Homework 1

INSTRUCTIONS

Out: August 29, 2005.
Due: At the start of lecture, September 9 (Friday), 2005. We will accept only solutions that are typed-up and printed out (figures and tables may be drawn by hand). No written solutions or online handins.
Resources you are allowed to use: Unless otherwise mentioned, the only resources you can use are the lectures slides, your notes, the Tanenbaum textbook, and any other textbook on OS's, architecture, data structures or previous CS material. You cannot refer to any online resources (unless otherwise mentioned). You cannot use ready-made solutions under any circumstances..
 Relevant Lectures: 1-4 AND 5-6.
 Points: Each problem below is worth 5 points, for a total of 40 points. If a question has multiple parts, the 5 points are split equally among the parts.
 Warning: Homeworks are individual efforts. Although you are allowed to discuss HWs with your fellow students, you are expected to solve them yourself and type up the solution yourself. For detailed information on penalties, cheating and playing it safe, see this page.

PROBLEMS

  1. Problem 1.11 from text, with some numbers replaced - use a textbook of 1024 pages, with each page consisting of 40 lines of 60 characters each. For disk devices, the access time given is per block of 4096 characters. The remaining part of the problem and the remaining numbers stay the same as in the textbook.
  2. (100 words max.) Describe the main difference between a TRAP and an INTERRUPT? Describe the main similarity between the two? Give one example of the use of each of the two.
  3. (75 words max.) What are L1 and L2 caches?
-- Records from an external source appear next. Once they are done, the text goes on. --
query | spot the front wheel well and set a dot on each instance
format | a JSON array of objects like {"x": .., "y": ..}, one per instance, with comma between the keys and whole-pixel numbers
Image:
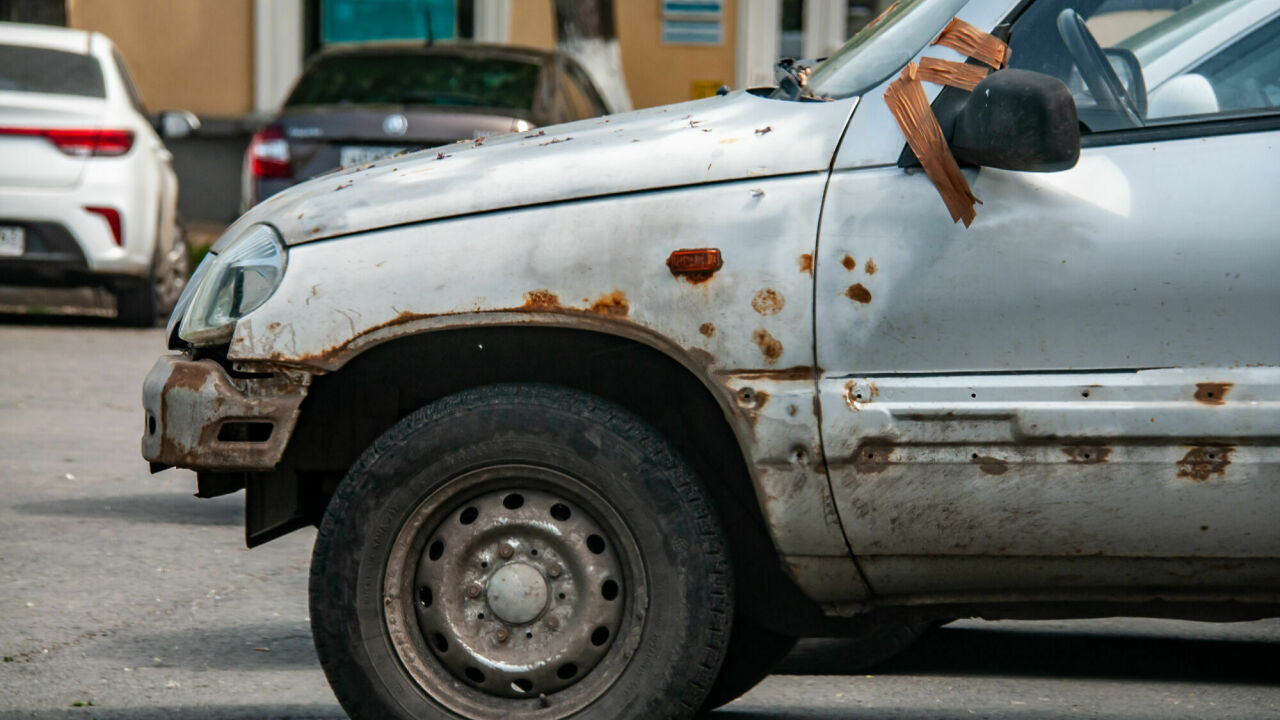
[{"x": 346, "y": 411}]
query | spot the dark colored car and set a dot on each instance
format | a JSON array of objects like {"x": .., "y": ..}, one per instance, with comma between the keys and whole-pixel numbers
[{"x": 356, "y": 104}]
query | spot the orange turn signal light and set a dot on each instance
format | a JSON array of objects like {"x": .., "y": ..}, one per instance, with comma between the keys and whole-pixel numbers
[{"x": 700, "y": 260}]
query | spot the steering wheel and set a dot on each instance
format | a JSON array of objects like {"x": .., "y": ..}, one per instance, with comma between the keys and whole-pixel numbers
[{"x": 1095, "y": 68}]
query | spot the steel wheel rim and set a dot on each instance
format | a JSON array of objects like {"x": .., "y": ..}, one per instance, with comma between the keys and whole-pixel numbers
[{"x": 474, "y": 648}]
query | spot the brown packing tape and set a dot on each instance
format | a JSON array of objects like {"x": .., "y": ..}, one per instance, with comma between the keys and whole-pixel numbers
[
  {"x": 968, "y": 40},
  {"x": 910, "y": 108},
  {"x": 947, "y": 72}
]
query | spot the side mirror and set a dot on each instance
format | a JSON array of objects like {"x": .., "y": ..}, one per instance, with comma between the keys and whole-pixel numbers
[
  {"x": 1019, "y": 121},
  {"x": 176, "y": 124}
]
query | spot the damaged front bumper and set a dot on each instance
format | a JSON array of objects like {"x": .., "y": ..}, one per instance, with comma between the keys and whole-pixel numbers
[{"x": 200, "y": 417}]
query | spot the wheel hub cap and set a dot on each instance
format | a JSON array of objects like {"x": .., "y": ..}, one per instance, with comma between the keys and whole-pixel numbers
[{"x": 517, "y": 593}]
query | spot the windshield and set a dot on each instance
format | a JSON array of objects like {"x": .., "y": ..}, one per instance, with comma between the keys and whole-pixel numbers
[
  {"x": 40, "y": 69},
  {"x": 408, "y": 78},
  {"x": 882, "y": 48}
]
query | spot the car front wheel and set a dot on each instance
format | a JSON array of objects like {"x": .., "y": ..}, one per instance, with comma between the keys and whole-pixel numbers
[{"x": 520, "y": 551}]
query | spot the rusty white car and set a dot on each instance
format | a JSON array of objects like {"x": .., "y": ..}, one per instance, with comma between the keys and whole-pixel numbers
[{"x": 595, "y": 420}]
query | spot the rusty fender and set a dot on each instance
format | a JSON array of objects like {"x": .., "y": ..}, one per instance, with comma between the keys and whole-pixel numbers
[{"x": 200, "y": 417}]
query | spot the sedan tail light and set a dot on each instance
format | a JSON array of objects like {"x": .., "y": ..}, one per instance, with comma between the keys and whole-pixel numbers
[
  {"x": 81, "y": 142},
  {"x": 269, "y": 154}
]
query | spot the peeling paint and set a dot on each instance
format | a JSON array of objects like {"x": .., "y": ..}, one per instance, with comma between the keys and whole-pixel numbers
[
  {"x": 1086, "y": 455},
  {"x": 1212, "y": 393},
  {"x": 1202, "y": 463},
  {"x": 768, "y": 301},
  {"x": 859, "y": 294},
  {"x": 769, "y": 346},
  {"x": 612, "y": 304},
  {"x": 990, "y": 465}
]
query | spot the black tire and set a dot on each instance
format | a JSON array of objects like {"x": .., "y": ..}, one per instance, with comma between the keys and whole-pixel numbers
[
  {"x": 141, "y": 305},
  {"x": 444, "y": 473},
  {"x": 753, "y": 652}
]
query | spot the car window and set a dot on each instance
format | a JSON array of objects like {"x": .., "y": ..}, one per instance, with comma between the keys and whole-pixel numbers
[
  {"x": 131, "y": 89},
  {"x": 1202, "y": 60},
  {"x": 407, "y": 78},
  {"x": 40, "y": 69}
]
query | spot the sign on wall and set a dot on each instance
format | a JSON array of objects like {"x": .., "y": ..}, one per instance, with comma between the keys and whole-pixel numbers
[{"x": 693, "y": 22}]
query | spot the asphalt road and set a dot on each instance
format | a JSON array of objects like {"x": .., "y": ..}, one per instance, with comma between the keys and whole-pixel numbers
[{"x": 124, "y": 597}]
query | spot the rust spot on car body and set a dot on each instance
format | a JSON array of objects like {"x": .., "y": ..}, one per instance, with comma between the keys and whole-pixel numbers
[
  {"x": 1212, "y": 393},
  {"x": 695, "y": 278},
  {"x": 796, "y": 373},
  {"x": 990, "y": 465},
  {"x": 613, "y": 304},
  {"x": 1086, "y": 455},
  {"x": 859, "y": 294},
  {"x": 769, "y": 346},
  {"x": 873, "y": 459},
  {"x": 768, "y": 301},
  {"x": 540, "y": 300},
  {"x": 1205, "y": 461}
]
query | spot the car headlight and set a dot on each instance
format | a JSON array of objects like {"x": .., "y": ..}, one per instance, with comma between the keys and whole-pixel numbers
[{"x": 238, "y": 279}]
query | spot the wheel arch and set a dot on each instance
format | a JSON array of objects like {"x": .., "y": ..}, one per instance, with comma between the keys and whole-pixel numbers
[{"x": 383, "y": 382}]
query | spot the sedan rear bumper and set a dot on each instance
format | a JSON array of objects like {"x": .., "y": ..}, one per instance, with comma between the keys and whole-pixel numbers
[{"x": 199, "y": 417}]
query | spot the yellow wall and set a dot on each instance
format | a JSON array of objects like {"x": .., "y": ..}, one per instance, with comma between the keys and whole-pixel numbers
[
  {"x": 191, "y": 54},
  {"x": 658, "y": 73},
  {"x": 533, "y": 23}
]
Since caches improve performance, why not just make them as large as the main memory (say, 1 GB large)?
  4. Operating systems use "protected" instructions that are allowed to be executed only by some (special) processes or by OS-based processes. At the same time, reducing the number of protected instructions is important for improving user flexibility and performance. The following is a list of operations that is normally protected. What is the minimal (absolutely necessary) set of instructions among these that must be protected? The instructions: (1) change to user mode, (2) change to monitor mode, (3) read from OS memory, (4) write to OS memory, (5) fetch instruction from OS memory, (6) turn on timer interrupt, (7) turn off timer interrupt. Explain your answer(s).
  5. Describe the actions taken by a kernel to context switch between:
    1. (100 words max.) Two kernel-level threads that belong to the same process.
    2. (50 words max.) Two user-level threads that belong to the same process.
  6. (100 words) In class, we've seen that a Web Server process is best designed multi-threaded. Given a choice between user-level threads and kernel-level threads for a Web Server, which option would you choose? Why?
  7. The Linux operating system does not distinguish between processes and threads, but instead deals with entities known as "tasks." So, in a sense, Linux does not support threads. However, Linux offers kernel-level-like threads through a system call "clone()". clone() is used to create a new task from a given task so that the new task ("thread") can share certain components with the parent task ("thread"). A part of task_struct, the Linux-equivalent of the Process Control Block, is defined below. For each field-type in this structure below, specify for a clone() call: (a)  whether the child task will eventually receive a completely new value for the field from the parent task, or (b) whether the child task always retains the same field value as the parent, or (c) whether this depends on the specific Linux implementation. For each field-type, provide a 1 sentence justification for your choice. To start off, the child task has the same pid as the parent task (ah, Linux has peculiarities too!).

    struct task_struct {
      int pid; // id of this task
      volatile long state; // current process state - running, etc.
      long priority; // process priority
      unsigned long policy; // scheduling policy for this task
      unsigned long start_time; // time at which current task was generated
      unsigned short uid, gid; // userid and groupid of this task
      struct thread_struct tss; // pointer to save state of task (used for context switching)
      struct files_struct *files; // pointer to open file descriptors
      struct mm_struct *mm; // pointer to code and data segments

      ....
    };

  8. The jobs in the ready queue of a system have the following actual running times in seconds (from head to tail): 3, 50, 12, 39, 20, 21, 1, 4. All CPUs in this system follow the FCFS scheduling strategy, and use (share) the same ready queue. Calculate the average waiting time and  the average turnaround time if:
    1. (2 points) the system has 1 CPU;
    2. (2 points) the system has 2 CPUs.

    (1 point) Is the average turnaround time in (2) above exactly half of the average turnaround time in (1) above? Why or why not?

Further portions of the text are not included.